Mired in controversy, legal wrangling and political argument since its signing into law in 2010, PPACA faces a multiple-front effort to get the law repealed outright in Congress, as well as to have it overturned in the Supreme Court. Oral arguments before the Supreme Court over the constitutionality of PPACA’s individual mandate begin in March.
However, if PPACA survives these efforts to undo the law, and if PPACA is fully implemented on schedule (by 2014), it will create, among other thing, a Small Business Health Options Program (SHOP) exchange system for small businesses and another exchange system for individuals. Exchanges are no-frills online venues consumers can use to buy health insurance; each state must set up its own exchange by 2014 or let the federal government provide exchange services for its residents. The exchanges are supposed to help individuals meet new PPACA health insurance ownership requirements.
Individuals with incomes under 400% of the federal poverty level will be able to use new tax subsidies to buy coverage through the exchanges, and many small businesses will qualify for a 2-year health insurance purchase subsidy.
Insurers will have to see coverage on a guaranteed-issue, mostly community-rated basis, but the researchers point out that states will have the authority to let health insurers charge the oldest consumers in the individual market a three times what they charge the youngest adults.
States also will be able to choose whether to merge their individual and small group markets, and, until 2016, they will be able to decide whether a “small group” is an employer group with 50 or fewer workers or 100 or fewer workers.
The researchers used a simulation model they have developed to predict how various decisions might affect the cost of coverage and who has what type of coverage.
The researchers found that the choice of small-group cut-off has little effect on how the health insurance market performed in their simulations.
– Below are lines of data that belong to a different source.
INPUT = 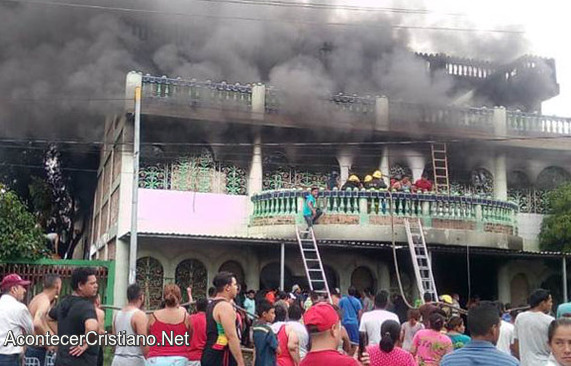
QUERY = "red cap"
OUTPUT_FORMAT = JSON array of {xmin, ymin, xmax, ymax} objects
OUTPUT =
[
  {"xmin": 0, "ymin": 273, "xmax": 30, "ymax": 290},
  {"xmin": 303, "ymin": 302, "xmax": 339, "ymax": 332}
]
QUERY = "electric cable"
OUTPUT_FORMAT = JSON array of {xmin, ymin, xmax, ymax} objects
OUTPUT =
[{"xmin": 0, "ymin": 0, "xmax": 525, "ymax": 35}]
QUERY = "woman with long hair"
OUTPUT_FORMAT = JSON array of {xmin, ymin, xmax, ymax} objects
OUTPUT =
[
  {"xmin": 410, "ymin": 310, "xmax": 454, "ymax": 366},
  {"xmin": 545, "ymin": 318, "xmax": 571, "ymax": 366},
  {"xmin": 367, "ymin": 320, "xmax": 416, "ymax": 366},
  {"xmin": 146, "ymin": 283, "xmax": 192, "ymax": 366}
]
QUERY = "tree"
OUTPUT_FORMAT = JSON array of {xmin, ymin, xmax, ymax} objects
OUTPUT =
[
  {"xmin": 0, "ymin": 186, "xmax": 48, "ymax": 261},
  {"xmin": 539, "ymin": 183, "xmax": 571, "ymax": 252}
]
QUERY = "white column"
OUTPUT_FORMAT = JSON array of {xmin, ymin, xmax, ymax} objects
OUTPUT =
[
  {"xmin": 252, "ymin": 84, "xmax": 266, "ymax": 120},
  {"xmin": 375, "ymin": 97, "xmax": 389, "ymax": 131},
  {"xmin": 125, "ymin": 71, "xmax": 143, "ymax": 113},
  {"xmin": 498, "ymin": 264, "xmax": 517, "ymax": 305},
  {"xmin": 337, "ymin": 150, "xmax": 353, "ymax": 185},
  {"xmin": 379, "ymin": 145, "xmax": 391, "ymax": 186},
  {"xmin": 494, "ymin": 153, "xmax": 508, "ymax": 201},
  {"xmin": 248, "ymin": 133, "xmax": 263, "ymax": 196},
  {"xmin": 494, "ymin": 107, "xmax": 507, "ymax": 137}
]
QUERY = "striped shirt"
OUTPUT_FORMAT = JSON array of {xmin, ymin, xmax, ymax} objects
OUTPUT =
[{"xmin": 440, "ymin": 340, "xmax": 519, "ymax": 366}]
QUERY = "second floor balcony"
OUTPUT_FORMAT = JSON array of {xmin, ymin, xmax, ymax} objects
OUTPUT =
[{"xmin": 249, "ymin": 190, "xmax": 522, "ymax": 249}]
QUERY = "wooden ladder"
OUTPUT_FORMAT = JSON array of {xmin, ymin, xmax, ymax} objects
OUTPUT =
[{"xmin": 430, "ymin": 143, "xmax": 450, "ymax": 195}]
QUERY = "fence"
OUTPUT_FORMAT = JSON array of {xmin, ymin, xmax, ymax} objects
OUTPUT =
[{"xmin": 0, "ymin": 259, "xmax": 115, "ymax": 327}]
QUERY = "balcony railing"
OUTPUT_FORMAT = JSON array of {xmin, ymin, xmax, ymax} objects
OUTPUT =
[
  {"xmin": 507, "ymin": 111, "xmax": 571, "ymax": 135},
  {"xmin": 143, "ymin": 75, "xmax": 571, "ymax": 135},
  {"xmin": 143, "ymin": 75, "xmax": 252, "ymax": 111},
  {"xmin": 389, "ymin": 102, "xmax": 494, "ymax": 131},
  {"xmin": 251, "ymin": 189, "xmax": 518, "ymax": 234}
]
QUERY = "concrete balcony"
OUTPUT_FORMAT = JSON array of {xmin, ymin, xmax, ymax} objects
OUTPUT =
[
  {"xmin": 248, "ymin": 190, "xmax": 522, "ymax": 250},
  {"xmin": 135, "ymin": 73, "xmax": 571, "ymax": 149}
]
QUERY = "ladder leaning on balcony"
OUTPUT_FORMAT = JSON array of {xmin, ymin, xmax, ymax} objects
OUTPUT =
[
  {"xmin": 404, "ymin": 219, "xmax": 438, "ymax": 301},
  {"xmin": 295, "ymin": 225, "xmax": 331, "ymax": 302},
  {"xmin": 430, "ymin": 143, "xmax": 450, "ymax": 194}
]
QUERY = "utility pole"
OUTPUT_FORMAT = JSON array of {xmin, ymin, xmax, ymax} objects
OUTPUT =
[{"xmin": 129, "ymin": 86, "xmax": 141, "ymax": 284}]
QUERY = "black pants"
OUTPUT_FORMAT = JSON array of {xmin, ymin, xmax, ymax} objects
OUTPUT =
[{"xmin": 304, "ymin": 208, "xmax": 323, "ymax": 228}]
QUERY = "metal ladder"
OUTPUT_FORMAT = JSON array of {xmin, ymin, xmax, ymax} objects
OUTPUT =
[
  {"xmin": 295, "ymin": 225, "xmax": 332, "ymax": 302},
  {"xmin": 404, "ymin": 219, "xmax": 438, "ymax": 301},
  {"xmin": 430, "ymin": 143, "xmax": 450, "ymax": 194}
]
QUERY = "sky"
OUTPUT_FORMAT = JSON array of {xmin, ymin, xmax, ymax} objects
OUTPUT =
[{"xmin": 344, "ymin": 0, "xmax": 571, "ymax": 117}]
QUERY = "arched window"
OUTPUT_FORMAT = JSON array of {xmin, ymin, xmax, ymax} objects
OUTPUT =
[
  {"xmin": 510, "ymin": 273, "xmax": 529, "ymax": 307},
  {"xmin": 535, "ymin": 166, "xmax": 571, "ymax": 190},
  {"xmin": 323, "ymin": 265, "xmax": 339, "ymax": 291},
  {"xmin": 137, "ymin": 257, "xmax": 164, "ymax": 309},
  {"xmin": 218, "ymin": 261, "xmax": 246, "ymax": 287},
  {"xmin": 260, "ymin": 262, "xmax": 293, "ymax": 290},
  {"xmin": 175, "ymin": 259, "xmax": 208, "ymax": 302},
  {"xmin": 351, "ymin": 266, "xmax": 377, "ymax": 292}
]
Groups with 50 to 100 lives would, for example, have little incentive to buy coverage through an exchange, the researchers say.
Merging the individual and small group markets seems likely to lower individual market rates without having much effect on small group rates, the researchers report.
Merging the markets might cut prices about 10% for individuals who buy through an exchange and about 8% for individuals who coverage outside the exchange system while leaving small group prices unchanged, the researchers say.
Because merging the markets could lower prices for some without having a significant impact on the rates that others pay, that change could increase the percentage of insured U.S. residents from 90.2% to 90.6%, the researchers say.
If a state chooses to eliminate age rating in an attempt to be kinder to consumers ages 45-64, it could decrease premiums by about 13% (to $8,300) for people in that age group who earn more than 400% of the federal poverty level, and it could decrease the total uninsurance rate in that age group to 6.6%, from 7.6%, or by about a million people, the researchers say.
But eliminating age rating would increase rates by 22% for relatively high-income consumers ages 18 to 34 and increase the uninsurance rate for those consumers from 9.9% to 10.6%. Moreover, the overall uninsurance rate for nonelderly adults might increase from 26.2% to 27.2%, the researchers say.